Steinwand, yeni peynire kendi fabrikasının adını vermek yerine Colby peynirini, ilk üretildiği Wisconsin'deki Colby kasabasının adını verdi. Peyniri yarı sert, turuncu renkli, düzensiz delikli, hafif taneli dokulu bir peynir olarak bilinir. Genellikle Longhorns adı verilen uzun silindirlerde üretilir ve bu da peynire Longhorn Colby Peyniri adını verir.

Colby ilk olarak adlandırılabilir gerçekten Amerikan peyniri Amerika'da yapıldığından ve mevcut Avrupa peynirini taklit etme veya iyileştirme girişimi olmadığından. Peynir üreticileri bunu popüler bir atıştırmalık peynir yapmak için başka bir Amerikan peyniri olan Monterey Jack ile harmanladılar. Colby (ve Monterey Jack), her yıl ihraç edilen yaklaşık 1,4 milyar dolarlık peynirin önemli bir bölümünü temsil ediyor ve bu da onu beşinci yapıyor. dünyanın en büyük peynir ihracatçısı .

1.Jambalaya

Bamya gibi, jambalaya da devreye giriyor hem Creole hem de Cajun versiyonlarında ve her ikisi de üçlü olarak bilinen bir Louisiana elyafına dayanıyor (soğan, kereviz ve dolmalık biber, hepsi ince doğranmış). İspanyol, Fransız, yerel ve Afrika mutfağının unsurlarını içerir. Creole versiyonu karışımın bir parçası olarak domateslere dayanıyor. Cajun versiyonu başka sebze içermez. Adı bile Fransız, İspanyol ve yerel Hint kabilelerinin birleşiminden ortaya çıktığı görülüyor.

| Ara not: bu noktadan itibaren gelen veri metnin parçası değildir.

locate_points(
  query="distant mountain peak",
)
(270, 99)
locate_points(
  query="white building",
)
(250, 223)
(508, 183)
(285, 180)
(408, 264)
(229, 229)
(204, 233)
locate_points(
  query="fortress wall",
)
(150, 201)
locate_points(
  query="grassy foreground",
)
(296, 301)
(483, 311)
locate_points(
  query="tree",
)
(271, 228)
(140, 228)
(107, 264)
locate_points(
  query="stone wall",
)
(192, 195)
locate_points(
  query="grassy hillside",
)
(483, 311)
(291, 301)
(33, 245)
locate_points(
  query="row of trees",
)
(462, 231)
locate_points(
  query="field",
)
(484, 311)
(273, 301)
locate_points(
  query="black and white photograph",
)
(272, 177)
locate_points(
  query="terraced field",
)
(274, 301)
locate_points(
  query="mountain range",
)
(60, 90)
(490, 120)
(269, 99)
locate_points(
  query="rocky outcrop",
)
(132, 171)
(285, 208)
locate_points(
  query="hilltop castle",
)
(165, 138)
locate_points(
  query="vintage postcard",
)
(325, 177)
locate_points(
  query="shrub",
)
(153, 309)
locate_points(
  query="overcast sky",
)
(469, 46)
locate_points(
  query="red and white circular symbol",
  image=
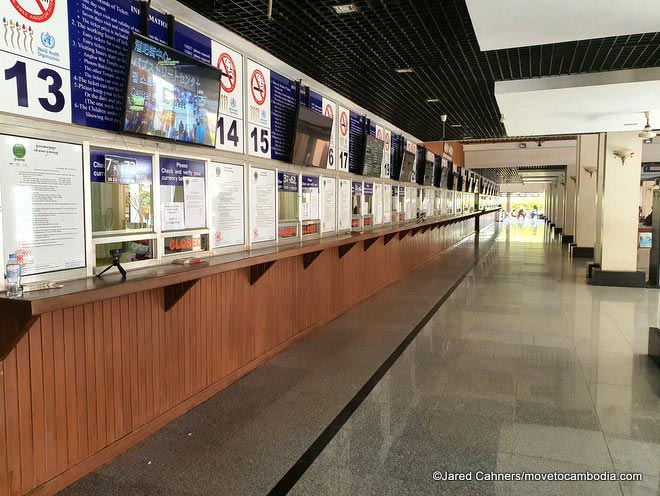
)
(35, 10)
(228, 68)
(258, 87)
(343, 123)
(22, 257)
(328, 111)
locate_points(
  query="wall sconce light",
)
(589, 170)
(623, 155)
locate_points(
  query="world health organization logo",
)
(48, 40)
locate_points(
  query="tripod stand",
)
(115, 263)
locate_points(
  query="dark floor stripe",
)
(299, 468)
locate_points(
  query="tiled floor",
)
(524, 368)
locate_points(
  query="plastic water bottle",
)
(13, 274)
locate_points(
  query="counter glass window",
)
(121, 192)
(135, 250)
(287, 196)
(182, 193)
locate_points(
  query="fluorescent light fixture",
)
(346, 8)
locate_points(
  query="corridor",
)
(524, 368)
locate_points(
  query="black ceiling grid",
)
(356, 55)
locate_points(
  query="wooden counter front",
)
(104, 363)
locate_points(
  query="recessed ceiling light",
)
(346, 8)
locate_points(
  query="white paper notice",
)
(387, 203)
(378, 203)
(344, 204)
(329, 201)
(172, 213)
(262, 205)
(227, 210)
(194, 202)
(42, 194)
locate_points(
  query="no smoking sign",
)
(34, 10)
(228, 67)
(258, 87)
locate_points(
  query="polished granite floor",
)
(523, 368)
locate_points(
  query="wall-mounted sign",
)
(42, 210)
(227, 205)
(263, 220)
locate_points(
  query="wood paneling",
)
(87, 382)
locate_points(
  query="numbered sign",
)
(34, 59)
(330, 110)
(344, 135)
(230, 114)
(258, 97)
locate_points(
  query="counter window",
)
(121, 192)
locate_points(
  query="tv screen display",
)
(169, 94)
(312, 138)
(407, 166)
(373, 156)
(428, 173)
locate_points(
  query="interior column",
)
(616, 247)
(585, 204)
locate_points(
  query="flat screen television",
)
(373, 156)
(169, 94)
(407, 166)
(311, 141)
(429, 167)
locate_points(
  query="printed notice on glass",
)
(262, 205)
(194, 202)
(344, 204)
(228, 214)
(42, 192)
(329, 201)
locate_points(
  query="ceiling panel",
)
(357, 54)
(512, 23)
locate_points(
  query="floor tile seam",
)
(284, 485)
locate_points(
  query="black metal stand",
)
(115, 263)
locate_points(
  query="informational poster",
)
(230, 114)
(227, 205)
(34, 59)
(387, 154)
(43, 212)
(344, 196)
(194, 202)
(263, 214)
(183, 181)
(387, 203)
(329, 203)
(258, 105)
(172, 216)
(378, 203)
(330, 110)
(344, 138)
(309, 208)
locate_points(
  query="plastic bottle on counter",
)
(13, 276)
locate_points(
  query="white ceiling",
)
(520, 23)
(584, 103)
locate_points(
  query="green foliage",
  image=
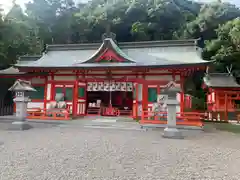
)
(225, 49)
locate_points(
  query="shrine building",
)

Her iki versiyon da İspanyolca unsurlar içeriyor paella yemekleri, ancak Jambalaya Amerika Birleşik Devletleri'nin güneyine özgüdür. Sürüm yakınlarda göründü Charleston, Güney Karolina ama büyük olasılıkla yerel halktan değil, New Orleans'ta onunla ilk karşılaşan denizcilerden geldi. Tüm versiyonlar, et veya deniz ürünlerini veya her ikisini de pirinç ve Fransız, İspanyol ve Afrika malzemelerinden elde edilen tatlarla birleştirir. Tek kaptaki yemeğin Cajun versiyonları genellikle timsah eti içeriyordu. Creole versiyonları karides ve tavuğa yönelir. Her ikisi de sosise güveniyor, genellikle andouille.

Yemek sadece Amerikan'a ait Atlantik dışında ve Körfez kıyı bölgeleri, daha önce bilinmeyen mutfakları günün 24 saati ulaşılabilir kılan besin zincirlerinin ortaya çıkışına kadar çok az biliniyordu. Tarifler yaygın olarak kullanılabilir hale gelmeden önce, uzak kuzeni bamyada olduğu gibi, hemen hemen her jambalaya farklıydı ve aşçılar doyurucu ve doyurucu bir yemek yaratmak için mevcut malzemeleri kullanıyordu. Genellikle bir başka Amerikan yemeği olan mısır ekmeği ile servis edilirdi. Aslında bir tarif Jambalaya'yı mısır ekmeğiyle birleştiriyor Akçaağaç şurubu ile tatlandırılmış, yalnızca Amerika'da doğan çeşitli ürünlerin birleşimidir.